Por contraste con el buen tiempo y los signos de fiesta que en algunas calles del centro de Madrid anunciaban la conmemoración del décimo aniversario de la entronización de Felipe VI, el tono de la sesión de control al Gobierno en el Congreso de los Diputados fue como recibir un jarro de agua fría.
La reyerta eterna. La perenne instalación en la negación del otro. Sonaba a sarcasmo una proclama del presidente del Gobierno anunciando medidas de "regeneración democrática" un día después de las contorsiones realizadas por el fiscal general del Estado para imponer un criterio según el cual la ley de Amnistía también borra los delitos de malversación. Era lo que había pactado Pedro Sánchez con los separatistas catalanes sentenciados por su participación en el golpe del "procés". ¿"La Fiscalía de quién depende? Pues eso...".

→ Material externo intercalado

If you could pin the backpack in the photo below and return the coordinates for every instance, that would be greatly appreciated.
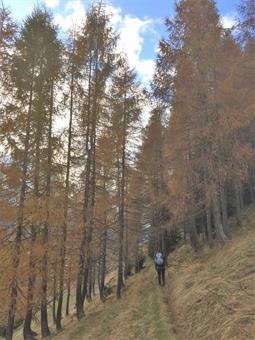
(158, 259)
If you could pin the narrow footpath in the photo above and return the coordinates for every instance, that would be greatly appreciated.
(143, 313)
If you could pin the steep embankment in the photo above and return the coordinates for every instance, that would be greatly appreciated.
(213, 293)
(208, 296)
(142, 313)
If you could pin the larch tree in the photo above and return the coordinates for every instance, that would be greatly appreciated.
(125, 113)
(95, 46)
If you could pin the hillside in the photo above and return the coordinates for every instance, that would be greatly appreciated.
(209, 295)
(142, 313)
(214, 292)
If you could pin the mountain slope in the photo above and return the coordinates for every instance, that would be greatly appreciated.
(213, 293)
(142, 313)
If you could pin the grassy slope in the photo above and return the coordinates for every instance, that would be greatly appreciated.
(142, 313)
(213, 293)
(208, 296)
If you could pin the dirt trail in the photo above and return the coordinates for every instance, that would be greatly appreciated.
(143, 313)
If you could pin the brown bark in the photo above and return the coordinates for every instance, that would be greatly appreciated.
(66, 197)
(20, 221)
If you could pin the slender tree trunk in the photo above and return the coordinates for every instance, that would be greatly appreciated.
(122, 203)
(209, 226)
(251, 190)
(64, 225)
(193, 233)
(20, 221)
(238, 204)
(224, 209)
(45, 232)
(80, 287)
(217, 219)
(54, 294)
(68, 289)
(27, 332)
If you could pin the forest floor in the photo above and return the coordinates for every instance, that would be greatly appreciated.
(208, 296)
(142, 313)
(214, 291)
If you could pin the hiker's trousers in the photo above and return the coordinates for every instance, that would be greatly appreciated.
(161, 275)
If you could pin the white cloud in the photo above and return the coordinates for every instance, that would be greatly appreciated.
(51, 3)
(131, 30)
(115, 13)
(131, 42)
(74, 15)
(228, 20)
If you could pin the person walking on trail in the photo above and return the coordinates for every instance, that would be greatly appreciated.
(160, 266)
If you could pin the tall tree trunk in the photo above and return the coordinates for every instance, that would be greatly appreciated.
(238, 204)
(224, 209)
(68, 290)
(54, 294)
(64, 225)
(193, 233)
(27, 332)
(20, 221)
(80, 287)
(222, 237)
(209, 226)
(122, 203)
(45, 232)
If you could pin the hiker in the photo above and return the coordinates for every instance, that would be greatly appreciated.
(160, 265)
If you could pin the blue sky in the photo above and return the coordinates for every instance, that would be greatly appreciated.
(139, 22)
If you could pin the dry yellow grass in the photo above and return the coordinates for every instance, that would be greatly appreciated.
(143, 313)
(213, 292)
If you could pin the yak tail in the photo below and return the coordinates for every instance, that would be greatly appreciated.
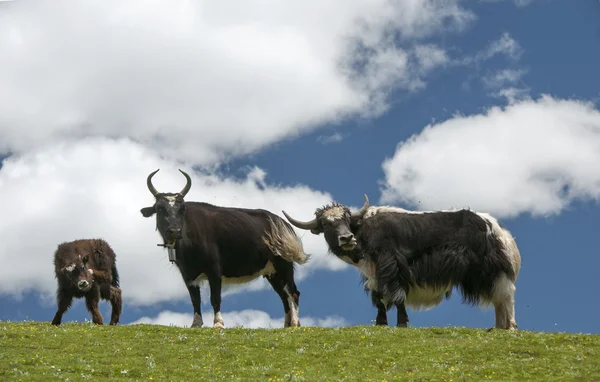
(115, 273)
(393, 276)
(283, 241)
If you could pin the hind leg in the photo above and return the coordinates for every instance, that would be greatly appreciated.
(402, 315)
(504, 303)
(377, 300)
(91, 302)
(113, 295)
(277, 285)
(285, 270)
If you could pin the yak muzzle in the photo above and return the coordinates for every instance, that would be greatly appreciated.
(347, 242)
(84, 285)
(174, 233)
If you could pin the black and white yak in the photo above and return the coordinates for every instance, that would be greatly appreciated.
(416, 258)
(227, 245)
(87, 268)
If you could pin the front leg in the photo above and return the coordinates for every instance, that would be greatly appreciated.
(194, 292)
(377, 299)
(402, 315)
(64, 303)
(215, 282)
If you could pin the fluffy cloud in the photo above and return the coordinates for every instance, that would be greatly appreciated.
(95, 188)
(534, 156)
(252, 319)
(205, 80)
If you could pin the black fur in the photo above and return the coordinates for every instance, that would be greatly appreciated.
(433, 249)
(222, 242)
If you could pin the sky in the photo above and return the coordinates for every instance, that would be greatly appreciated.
(492, 105)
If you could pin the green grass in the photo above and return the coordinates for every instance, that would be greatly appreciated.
(77, 351)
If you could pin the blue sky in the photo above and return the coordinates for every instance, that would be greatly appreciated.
(500, 99)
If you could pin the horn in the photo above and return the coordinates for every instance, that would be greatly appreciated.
(149, 183)
(302, 225)
(364, 208)
(188, 185)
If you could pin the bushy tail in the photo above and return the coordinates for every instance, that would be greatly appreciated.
(509, 245)
(284, 242)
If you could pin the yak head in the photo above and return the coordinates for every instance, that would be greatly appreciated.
(169, 209)
(78, 274)
(339, 226)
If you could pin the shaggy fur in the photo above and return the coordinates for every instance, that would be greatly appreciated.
(87, 269)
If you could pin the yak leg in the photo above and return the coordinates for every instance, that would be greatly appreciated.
(277, 284)
(402, 315)
(64, 301)
(91, 302)
(215, 300)
(194, 292)
(116, 302)
(503, 298)
(286, 270)
(377, 299)
(112, 294)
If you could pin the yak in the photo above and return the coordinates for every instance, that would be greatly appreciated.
(87, 269)
(417, 258)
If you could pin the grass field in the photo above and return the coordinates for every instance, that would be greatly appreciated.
(36, 351)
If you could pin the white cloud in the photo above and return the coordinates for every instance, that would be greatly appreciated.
(209, 79)
(505, 46)
(518, 3)
(504, 77)
(249, 318)
(96, 187)
(534, 156)
(333, 138)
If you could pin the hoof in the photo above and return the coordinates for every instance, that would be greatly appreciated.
(198, 322)
(219, 325)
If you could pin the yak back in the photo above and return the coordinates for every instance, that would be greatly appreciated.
(101, 257)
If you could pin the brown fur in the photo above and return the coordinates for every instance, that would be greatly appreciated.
(72, 264)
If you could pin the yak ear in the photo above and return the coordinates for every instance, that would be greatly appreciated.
(355, 222)
(148, 211)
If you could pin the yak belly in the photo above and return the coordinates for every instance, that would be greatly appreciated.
(426, 297)
(267, 270)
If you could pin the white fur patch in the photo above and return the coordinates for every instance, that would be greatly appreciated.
(372, 211)
(511, 250)
(218, 321)
(334, 213)
(269, 269)
(70, 267)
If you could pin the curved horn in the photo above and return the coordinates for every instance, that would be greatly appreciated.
(302, 225)
(364, 208)
(188, 185)
(149, 183)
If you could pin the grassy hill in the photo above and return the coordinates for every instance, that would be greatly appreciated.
(37, 351)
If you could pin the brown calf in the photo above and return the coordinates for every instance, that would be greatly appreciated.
(87, 268)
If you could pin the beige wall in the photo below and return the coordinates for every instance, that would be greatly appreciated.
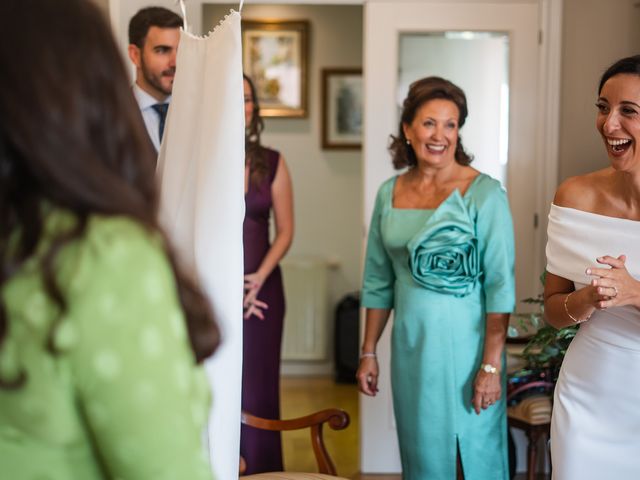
(327, 184)
(595, 34)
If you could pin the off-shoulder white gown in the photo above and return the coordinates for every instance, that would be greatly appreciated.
(595, 426)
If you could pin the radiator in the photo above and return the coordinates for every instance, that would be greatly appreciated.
(306, 323)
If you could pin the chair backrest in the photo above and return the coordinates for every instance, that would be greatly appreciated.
(336, 419)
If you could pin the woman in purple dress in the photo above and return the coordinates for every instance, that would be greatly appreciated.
(267, 188)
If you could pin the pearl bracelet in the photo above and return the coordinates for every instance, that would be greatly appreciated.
(566, 309)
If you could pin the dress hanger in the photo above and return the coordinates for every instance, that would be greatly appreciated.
(184, 14)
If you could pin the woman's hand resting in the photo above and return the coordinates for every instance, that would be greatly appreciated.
(251, 305)
(367, 376)
(615, 285)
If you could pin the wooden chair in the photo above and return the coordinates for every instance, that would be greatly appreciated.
(335, 418)
(533, 416)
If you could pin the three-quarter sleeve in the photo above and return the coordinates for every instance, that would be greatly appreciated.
(379, 277)
(144, 401)
(497, 252)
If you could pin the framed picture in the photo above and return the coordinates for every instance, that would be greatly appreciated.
(275, 57)
(342, 99)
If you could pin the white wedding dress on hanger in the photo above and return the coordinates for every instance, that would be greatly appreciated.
(201, 176)
(595, 426)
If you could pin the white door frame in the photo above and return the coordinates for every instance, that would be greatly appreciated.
(547, 135)
(379, 451)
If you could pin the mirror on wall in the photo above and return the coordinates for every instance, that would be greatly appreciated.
(478, 62)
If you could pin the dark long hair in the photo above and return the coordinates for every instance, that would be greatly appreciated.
(627, 65)
(71, 136)
(255, 154)
(420, 92)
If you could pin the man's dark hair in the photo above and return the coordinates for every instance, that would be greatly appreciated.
(149, 17)
(624, 66)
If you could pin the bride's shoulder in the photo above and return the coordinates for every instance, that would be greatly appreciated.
(582, 192)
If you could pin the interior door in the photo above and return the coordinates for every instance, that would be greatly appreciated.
(387, 24)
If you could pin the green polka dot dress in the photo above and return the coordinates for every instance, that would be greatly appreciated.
(122, 398)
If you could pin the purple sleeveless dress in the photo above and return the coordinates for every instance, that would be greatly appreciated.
(262, 450)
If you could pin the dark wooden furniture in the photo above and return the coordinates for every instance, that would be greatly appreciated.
(335, 418)
(534, 433)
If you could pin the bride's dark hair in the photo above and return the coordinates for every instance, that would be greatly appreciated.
(71, 135)
(627, 65)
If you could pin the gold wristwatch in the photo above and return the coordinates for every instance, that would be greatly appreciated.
(487, 367)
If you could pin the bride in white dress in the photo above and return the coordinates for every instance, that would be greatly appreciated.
(593, 278)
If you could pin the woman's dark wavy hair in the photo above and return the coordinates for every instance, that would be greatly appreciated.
(627, 65)
(255, 155)
(420, 92)
(71, 135)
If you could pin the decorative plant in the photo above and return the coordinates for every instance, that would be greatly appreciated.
(546, 348)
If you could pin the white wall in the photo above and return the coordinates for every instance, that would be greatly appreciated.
(595, 34)
(327, 184)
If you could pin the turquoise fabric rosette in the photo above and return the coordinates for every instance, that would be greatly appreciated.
(443, 255)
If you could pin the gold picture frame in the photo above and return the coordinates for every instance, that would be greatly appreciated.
(274, 56)
(342, 108)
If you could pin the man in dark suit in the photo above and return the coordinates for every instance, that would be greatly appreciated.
(154, 33)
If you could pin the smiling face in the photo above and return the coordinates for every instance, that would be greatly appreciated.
(156, 61)
(433, 132)
(618, 120)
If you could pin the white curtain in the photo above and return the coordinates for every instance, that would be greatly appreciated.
(201, 172)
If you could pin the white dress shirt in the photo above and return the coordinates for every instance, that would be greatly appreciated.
(149, 115)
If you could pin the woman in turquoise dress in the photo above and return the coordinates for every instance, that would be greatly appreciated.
(440, 254)
(101, 335)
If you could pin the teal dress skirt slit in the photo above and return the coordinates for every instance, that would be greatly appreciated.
(441, 271)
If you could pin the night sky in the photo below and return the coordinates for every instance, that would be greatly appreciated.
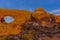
(52, 6)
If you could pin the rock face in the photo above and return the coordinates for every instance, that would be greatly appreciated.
(37, 25)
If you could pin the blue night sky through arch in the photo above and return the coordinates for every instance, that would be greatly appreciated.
(48, 5)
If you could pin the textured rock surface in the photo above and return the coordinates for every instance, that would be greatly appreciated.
(37, 25)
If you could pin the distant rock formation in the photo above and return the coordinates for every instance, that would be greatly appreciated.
(31, 25)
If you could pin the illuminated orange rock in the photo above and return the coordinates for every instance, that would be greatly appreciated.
(22, 16)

El mismo día en el que quedaba constancia de la penosa servidumbre de la Fiscalía a las conveniencias políticas de Pedro Sánchez, los medios, al evocar los momentos más relevantes del reinado de Felipe VI, recordaban el discurso crucial que en función de la responsabilidad que le confiere la Constitución "como Jefe del Estado símbolo de su unidad y permanencia" (Art.56) pronunció el 3 de octubre de 2017 saliendo al paso del intento del golpe que ahora la ley de Amnistía ha venido a borrar como sí nunca se hubiera producido.
La intervención del Rey y la impecable actuación del Tribunal Supremo fueron decisivas para restaurar la normalidad democrática. El rey cumplió aquél día con su obligación constitucional y volvió a cumplir con ella hace una semana firmando la polémica ley de Amnistía. A lo largo de estos diez años Felipe VI ha sabido en todo momento estar en su sitio cumpliendo escrupulosamente con las funciones que le atribuyen la Constitución y las leyes. Es un buen rey. Otros han sido quienes en estos últimos años no han sabido estar a la altura del reto y el honor que supone gobernar España.